The dedicated subscribers to My Teeming Brain will doubtless remember my previous entry detailing the inner turmoil known as icy stabs. For the rest of you, you Johnny-come-latelys, you jump-on-the-bandwagons, you fickle readers complaning that my blog is two months behind, (you know who you are!), or for those who simply have poor memories: the "icy stab" is a nearly universal phenomenon in which an individual suffers from feelings of jealousy and inferiority, feelings originating from an actual lack of material success. These attacks, which can range from very mild and passing to accute and debilitating, are brought on by reminders of others' relative success (which are, therefore, reminders' of the icy-stabs-victem's relative failure). This term was coined by Ms. Sandra Tsing Loh, noted author, social commentator, radio personality, and deeply neurotic minor Los Angeles celebrity.
There I was, minding my own business and while listening to NPR, for my personal benefit, as well as the benefit of those who would have the pleasure of engaging my NPR-expanded mind in social intercourse. The World was being broadcast (as it is weekdays from 12-1pm); a correspondant in Bogotá began his piece on the elections which pushed more supporters of President Alvaro Uribe into Congress. Which Congress? Which President? Those of Colombia, the name of the seventh university to reject me from its graduate program in English literature. True, "Colombia" the country is only a homophone of "Columbia" the university, but when listening to the radio, who can make distinctions such as this? (Certainly not I, with my poor spelling! I had the hardest time finding a country called "Columbia," because I didn't know it differed in spelling from the university.)

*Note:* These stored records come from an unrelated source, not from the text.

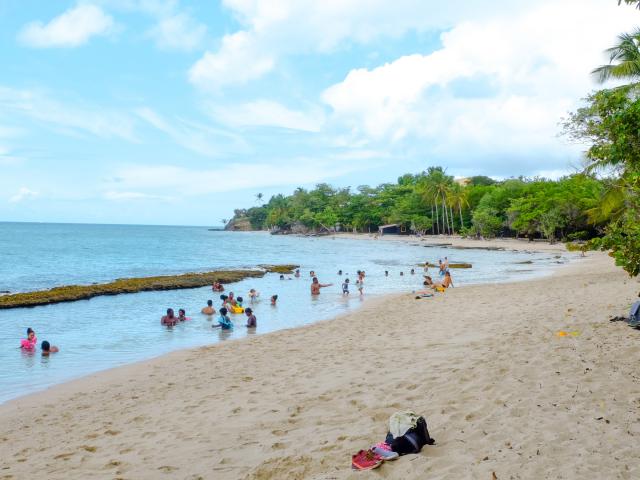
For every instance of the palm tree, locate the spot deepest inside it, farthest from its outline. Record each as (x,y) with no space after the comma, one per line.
(626,55)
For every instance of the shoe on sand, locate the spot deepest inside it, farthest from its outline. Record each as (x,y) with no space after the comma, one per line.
(366,460)
(385,451)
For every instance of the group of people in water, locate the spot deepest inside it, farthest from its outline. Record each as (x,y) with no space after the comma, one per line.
(30,344)
(232,304)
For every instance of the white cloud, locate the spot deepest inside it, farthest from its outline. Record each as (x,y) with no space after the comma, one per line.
(67,118)
(236,176)
(128,196)
(267,113)
(238,60)
(178,32)
(497,86)
(276,28)
(23,194)
(71,29)
(198,138)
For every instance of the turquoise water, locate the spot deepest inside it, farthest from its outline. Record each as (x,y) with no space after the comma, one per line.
(105,332)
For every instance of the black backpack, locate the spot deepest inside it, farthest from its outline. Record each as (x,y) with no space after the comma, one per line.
(634,314)
(413,440)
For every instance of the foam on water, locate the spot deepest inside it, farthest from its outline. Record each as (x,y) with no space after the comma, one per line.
(105,332)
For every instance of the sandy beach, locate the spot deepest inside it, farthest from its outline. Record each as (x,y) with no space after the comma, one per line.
(504,396)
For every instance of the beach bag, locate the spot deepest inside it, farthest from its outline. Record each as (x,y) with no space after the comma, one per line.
(634,314)
(413,439)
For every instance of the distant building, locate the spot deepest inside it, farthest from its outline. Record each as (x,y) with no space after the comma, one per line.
(392,229)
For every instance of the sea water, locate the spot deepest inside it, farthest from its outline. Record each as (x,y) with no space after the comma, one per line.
(106,332)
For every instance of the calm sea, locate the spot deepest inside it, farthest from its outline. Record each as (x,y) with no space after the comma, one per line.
(105,332)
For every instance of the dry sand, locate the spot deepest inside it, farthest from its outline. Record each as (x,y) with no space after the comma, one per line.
(500,391)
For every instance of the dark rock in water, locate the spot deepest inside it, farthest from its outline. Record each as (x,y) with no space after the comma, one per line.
(72,293)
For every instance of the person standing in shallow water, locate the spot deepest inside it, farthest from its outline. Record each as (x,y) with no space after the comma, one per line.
(316,286)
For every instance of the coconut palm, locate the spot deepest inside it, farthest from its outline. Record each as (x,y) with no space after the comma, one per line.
(624,59)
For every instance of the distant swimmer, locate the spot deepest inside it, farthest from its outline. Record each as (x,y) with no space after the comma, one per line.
(209,310)
(224,322)
(47,348)
(30,342)
(316,286)
(169,319)
(253,295)
(252,322)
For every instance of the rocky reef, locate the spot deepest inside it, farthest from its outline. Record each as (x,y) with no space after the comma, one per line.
(72,293)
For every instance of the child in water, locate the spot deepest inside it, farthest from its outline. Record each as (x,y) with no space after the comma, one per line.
(30,342)
(252,322)
(224,322)
(47,348)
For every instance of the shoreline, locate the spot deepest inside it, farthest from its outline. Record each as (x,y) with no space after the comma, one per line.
(481,363)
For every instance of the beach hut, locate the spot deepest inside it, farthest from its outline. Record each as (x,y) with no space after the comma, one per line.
(392,229)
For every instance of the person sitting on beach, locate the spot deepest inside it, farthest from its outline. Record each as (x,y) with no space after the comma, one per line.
(47,348)
(252,322)
(446,283)
(30,342)
(316,286)
(224,322)
(345,287)
(253,295)
(169,319)
(209,310)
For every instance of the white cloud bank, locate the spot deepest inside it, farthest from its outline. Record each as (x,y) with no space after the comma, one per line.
(73,28)
(497,86)
(23,193)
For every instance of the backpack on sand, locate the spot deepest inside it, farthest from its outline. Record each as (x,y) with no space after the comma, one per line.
(413,440)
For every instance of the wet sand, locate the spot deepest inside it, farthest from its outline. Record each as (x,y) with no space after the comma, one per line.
(502,394)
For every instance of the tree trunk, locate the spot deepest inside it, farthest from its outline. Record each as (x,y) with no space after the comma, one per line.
(446,215)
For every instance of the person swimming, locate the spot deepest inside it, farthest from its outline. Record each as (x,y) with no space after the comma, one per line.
(224,322)
(47,348)
(169,319)
(30,342)
(345,287)
(316,286)
(209,310)
(253,295)
(252,322)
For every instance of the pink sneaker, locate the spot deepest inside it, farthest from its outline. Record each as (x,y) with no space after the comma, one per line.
(366,460)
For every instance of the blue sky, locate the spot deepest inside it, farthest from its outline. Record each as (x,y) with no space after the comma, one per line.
(177,112)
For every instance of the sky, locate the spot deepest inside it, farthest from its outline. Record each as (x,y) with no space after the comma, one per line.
(177,112)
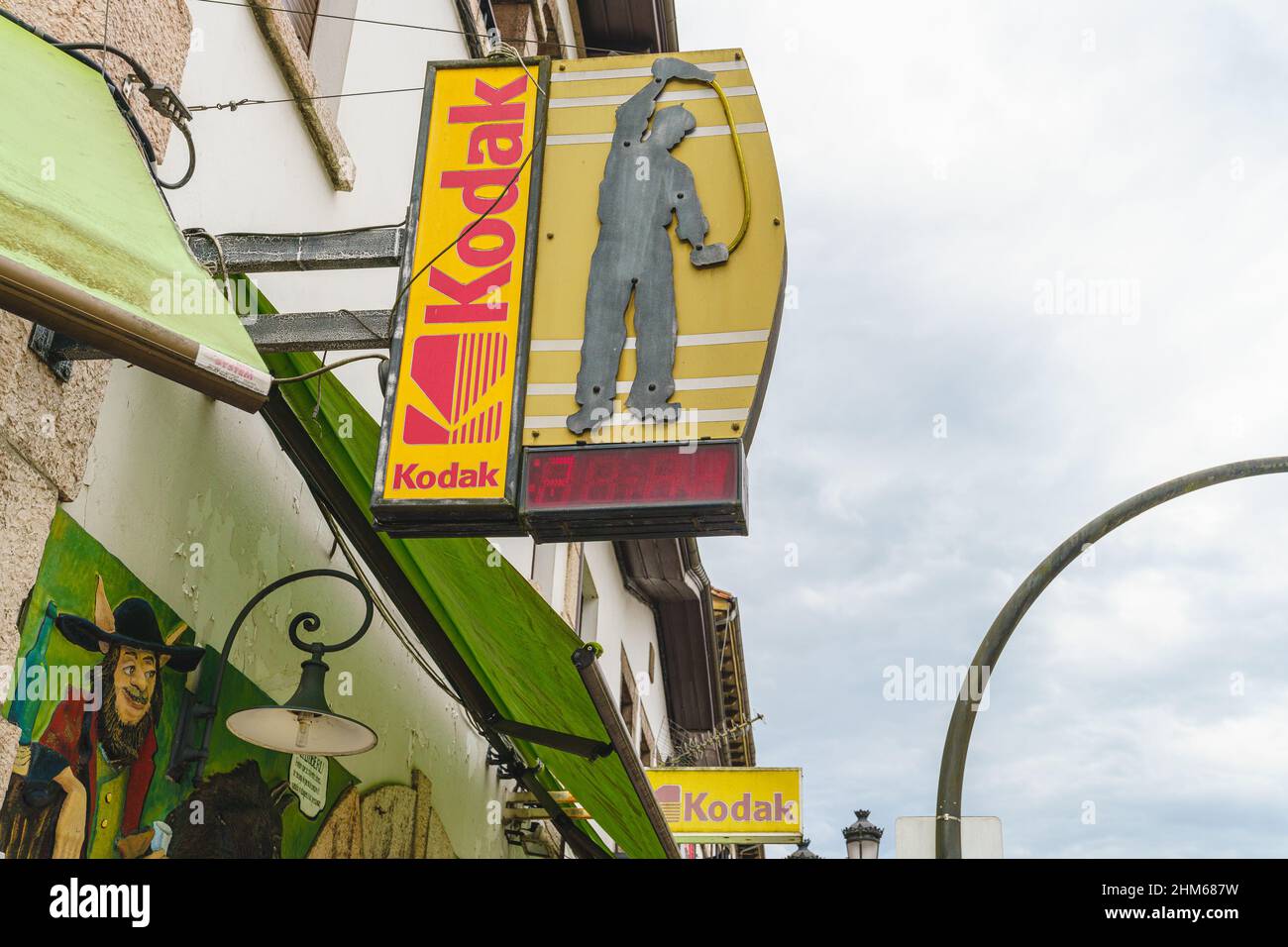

Listening to NPR during the past few weeks, I have been beset by icy stabs. Since professors are often more available than other experts for radio interviews, they often constitute the main source of material for many NPR reports; many of these professors represent the various universities to which I have been denied admission thus far (UCLA, Cornell, Princeton, Yale, Stanford, Berkeley, ColUmbia, U. Chicago). Each time one of these schools (or its homophone) is menitoned on the air, I feel morose; I feel unwanted; I feel inferior; I feel...an icy stab.